In this Malware Analysis Spotlight, we will take a look at a phishing kit related to Kuzuluy, also known as KuzuluyArt. According to Twitter user MaelSecurity, there was a Phishing-as-a-Service associated with Kuzuluy impersonating PayPal in late 2019. At the time of our research, the service is no longer available, but we found multiple variants of a Kuzuluy kit targeting PayPal customers from Germany, Austria, and Slovakia.
Figure 1: Phishing page from Kuzuluy (left) and the legitimate PayPal login page (right).
Figure 1. shows the phishing page (left) asking for PayPal credentials. Compared to the legitimate online presence (right), we can see the phishing page uses a similar look and style that can fool inattentive page visitors.
Figure 2: VMRay Analyzer – VTI matches of the phishing page.
Regardless of the similarity, the VMRay Platform successfully detects the phishing attempt of the Kuzuluy kit. The VTI matches reveal it recognizes the page pretending to be the legitimate PayPal login page based on heuristics (Figure 2). For example, the phishing page uses the same title and contains a logon form.

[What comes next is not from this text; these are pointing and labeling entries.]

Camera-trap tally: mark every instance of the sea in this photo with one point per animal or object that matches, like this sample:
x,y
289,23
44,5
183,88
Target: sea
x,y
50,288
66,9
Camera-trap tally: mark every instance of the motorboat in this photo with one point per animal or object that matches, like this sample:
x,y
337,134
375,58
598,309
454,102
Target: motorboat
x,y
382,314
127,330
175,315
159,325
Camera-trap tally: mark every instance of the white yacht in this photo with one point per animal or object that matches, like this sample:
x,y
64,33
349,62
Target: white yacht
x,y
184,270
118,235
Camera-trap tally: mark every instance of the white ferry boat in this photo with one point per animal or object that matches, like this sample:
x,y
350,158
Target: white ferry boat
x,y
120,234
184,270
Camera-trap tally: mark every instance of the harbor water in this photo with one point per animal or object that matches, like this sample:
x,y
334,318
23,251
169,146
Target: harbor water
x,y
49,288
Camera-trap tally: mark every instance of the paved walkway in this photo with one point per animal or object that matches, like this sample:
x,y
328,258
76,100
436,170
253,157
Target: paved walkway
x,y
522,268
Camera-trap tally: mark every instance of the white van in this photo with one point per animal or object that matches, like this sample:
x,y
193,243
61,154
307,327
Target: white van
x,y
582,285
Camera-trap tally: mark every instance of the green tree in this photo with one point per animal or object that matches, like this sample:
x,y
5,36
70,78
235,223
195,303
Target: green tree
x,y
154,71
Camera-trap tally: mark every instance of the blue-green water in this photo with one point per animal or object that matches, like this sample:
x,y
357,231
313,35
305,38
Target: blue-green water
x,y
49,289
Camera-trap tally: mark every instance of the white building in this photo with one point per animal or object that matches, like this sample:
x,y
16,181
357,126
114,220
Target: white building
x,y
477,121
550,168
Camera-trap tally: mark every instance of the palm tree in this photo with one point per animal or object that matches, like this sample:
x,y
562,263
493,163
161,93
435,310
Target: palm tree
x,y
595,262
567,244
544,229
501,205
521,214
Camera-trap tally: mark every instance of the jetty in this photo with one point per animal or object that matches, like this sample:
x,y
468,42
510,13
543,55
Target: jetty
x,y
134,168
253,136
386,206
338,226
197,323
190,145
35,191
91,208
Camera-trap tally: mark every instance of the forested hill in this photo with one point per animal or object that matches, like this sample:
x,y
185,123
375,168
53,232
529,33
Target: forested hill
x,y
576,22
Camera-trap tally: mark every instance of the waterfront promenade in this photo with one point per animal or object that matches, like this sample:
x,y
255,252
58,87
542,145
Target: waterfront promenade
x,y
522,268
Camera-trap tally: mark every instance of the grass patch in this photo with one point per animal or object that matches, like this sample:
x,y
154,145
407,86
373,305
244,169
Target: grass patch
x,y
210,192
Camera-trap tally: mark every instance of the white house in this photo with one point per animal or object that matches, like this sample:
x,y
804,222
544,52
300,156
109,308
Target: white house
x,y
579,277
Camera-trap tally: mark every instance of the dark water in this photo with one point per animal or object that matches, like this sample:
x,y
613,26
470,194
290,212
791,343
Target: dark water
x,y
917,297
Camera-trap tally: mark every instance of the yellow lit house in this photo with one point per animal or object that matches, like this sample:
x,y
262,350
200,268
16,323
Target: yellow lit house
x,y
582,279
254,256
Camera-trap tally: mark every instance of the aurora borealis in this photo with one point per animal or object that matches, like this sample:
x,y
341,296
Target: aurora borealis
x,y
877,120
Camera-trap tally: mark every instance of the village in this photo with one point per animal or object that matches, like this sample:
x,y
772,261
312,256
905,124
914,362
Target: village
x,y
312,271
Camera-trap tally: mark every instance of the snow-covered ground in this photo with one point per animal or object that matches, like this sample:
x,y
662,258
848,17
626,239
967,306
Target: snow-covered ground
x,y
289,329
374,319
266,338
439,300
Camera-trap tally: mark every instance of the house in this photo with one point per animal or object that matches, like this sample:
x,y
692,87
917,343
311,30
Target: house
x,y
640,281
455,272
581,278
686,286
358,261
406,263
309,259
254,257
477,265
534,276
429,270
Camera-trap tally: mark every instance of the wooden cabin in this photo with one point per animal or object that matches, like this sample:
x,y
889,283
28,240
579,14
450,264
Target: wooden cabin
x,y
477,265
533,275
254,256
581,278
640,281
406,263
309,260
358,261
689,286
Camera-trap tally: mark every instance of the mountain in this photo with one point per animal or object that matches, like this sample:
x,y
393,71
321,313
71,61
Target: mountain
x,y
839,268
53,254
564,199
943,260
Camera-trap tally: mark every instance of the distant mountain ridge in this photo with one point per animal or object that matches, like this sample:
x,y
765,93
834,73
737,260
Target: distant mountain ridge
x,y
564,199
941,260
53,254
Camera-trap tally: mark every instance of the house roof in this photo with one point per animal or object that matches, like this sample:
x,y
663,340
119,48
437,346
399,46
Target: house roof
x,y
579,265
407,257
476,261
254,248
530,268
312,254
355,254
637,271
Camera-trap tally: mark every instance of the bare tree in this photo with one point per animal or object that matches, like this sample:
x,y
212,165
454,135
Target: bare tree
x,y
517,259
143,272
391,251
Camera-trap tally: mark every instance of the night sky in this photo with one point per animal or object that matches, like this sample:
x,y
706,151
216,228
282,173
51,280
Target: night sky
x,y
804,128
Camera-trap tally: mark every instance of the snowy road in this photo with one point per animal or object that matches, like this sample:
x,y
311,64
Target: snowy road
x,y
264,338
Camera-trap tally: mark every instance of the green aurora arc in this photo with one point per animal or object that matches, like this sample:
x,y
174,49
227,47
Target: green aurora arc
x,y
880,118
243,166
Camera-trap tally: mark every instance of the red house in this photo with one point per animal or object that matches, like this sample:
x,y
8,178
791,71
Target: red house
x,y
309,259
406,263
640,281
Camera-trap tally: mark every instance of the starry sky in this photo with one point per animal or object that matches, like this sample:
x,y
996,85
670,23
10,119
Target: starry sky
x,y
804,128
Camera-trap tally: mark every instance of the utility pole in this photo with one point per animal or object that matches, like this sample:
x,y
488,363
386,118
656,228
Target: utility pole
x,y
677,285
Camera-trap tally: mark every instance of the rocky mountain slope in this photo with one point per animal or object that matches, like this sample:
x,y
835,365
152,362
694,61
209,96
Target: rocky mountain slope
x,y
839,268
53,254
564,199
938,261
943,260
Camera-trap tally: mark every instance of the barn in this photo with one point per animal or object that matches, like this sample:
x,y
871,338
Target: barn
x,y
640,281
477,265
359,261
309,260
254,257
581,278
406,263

Figure 4: Content of the script CheckLoginAndSend.php.
The script named CheckLoginAndSend.php sends the credentials via email and additionally writes the data into a file on the server (Figure 4).
Like most kits, this one uses multiple stages in which it tries to protect itself against web bots and to ensure the visitor is a potential victim. After all of these checks are passed, it redirects to the phishing page as seen in Figure 1. By looking at the index page in the root folder, we can see that the page includes nine scripts that are responsible for blocking bots and common (analysis) tools. Each of these scripts works similarly. They compare some of the visitor’s properties like his IP address or user-agent string against a blocklist. On a match, the script stops the visitor from reaching the phishing page by sending a 404-page and redirecting to “hxxp:://2m[.]ma”.

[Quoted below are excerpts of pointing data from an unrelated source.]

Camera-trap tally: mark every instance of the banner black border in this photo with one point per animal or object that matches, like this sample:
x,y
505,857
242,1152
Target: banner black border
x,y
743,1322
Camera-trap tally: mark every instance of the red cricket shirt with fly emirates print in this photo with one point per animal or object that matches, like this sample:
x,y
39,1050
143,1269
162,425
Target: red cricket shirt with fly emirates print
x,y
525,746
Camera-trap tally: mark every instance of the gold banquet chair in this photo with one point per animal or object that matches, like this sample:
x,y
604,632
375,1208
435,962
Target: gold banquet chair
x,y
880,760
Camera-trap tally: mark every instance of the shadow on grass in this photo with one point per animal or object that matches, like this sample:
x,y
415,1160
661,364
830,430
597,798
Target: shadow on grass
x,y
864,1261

Figure 5: Stage testing the remote host name (left) and the ISP (right) against a blocklist.
Figure 5. shows two examples of those tests. On the left, the kit resolves the host name of the client and sends a 404-page if it contains one of the strings from the block list “$f6650d6e”. Similar to the first test, the host name is compared again against another list that includes AV vendors (Figure 5 right). Next, the script utilizes the third-party service “hxxp://ipinfo.io” to test the client’s ISP. Note that the server is connecting to the service and not the client.
After passing all of the tests, Kuzuluy generates a random id and makes a local copy of the “art” directory to “/Reference/Ref-ID-<random id>”. Next, it redirects to the newly-created copy which leads us to the previously seen phishing page in Figure 1. The copy-behavior allows us to identify URLs referencing the phishing page of Kuzuluy.
A search for this string reveals the kit has been used in the wild since May. In addition, we found multiple archives that are labeled as “cracked” or “leaked” associated with Kuzuluy. Criminals sell their phishing kits online or provide a Phishing-as-a-Service that customers can use to start their own phishing campaign.
Depending on the kit, the customer can configure and customize it to his own needs. Typical examples are the language and delivery method of stolen credentials. More advanced kits provide features to automatically setup servers and distribute spam emails. Criminals enrich their kits with some kind of copy protection to protect their kits. A leaked or cracked version of the kit claims to be a version without those protections.
In this Malware Analysis Spotlight, we have taken a look at a Kuzuluy phishing kit used in the wild. We discussed how phishing kits can block certain (analysis) tools or ISPs, and presented indicators to detect phishing attempts from the kit.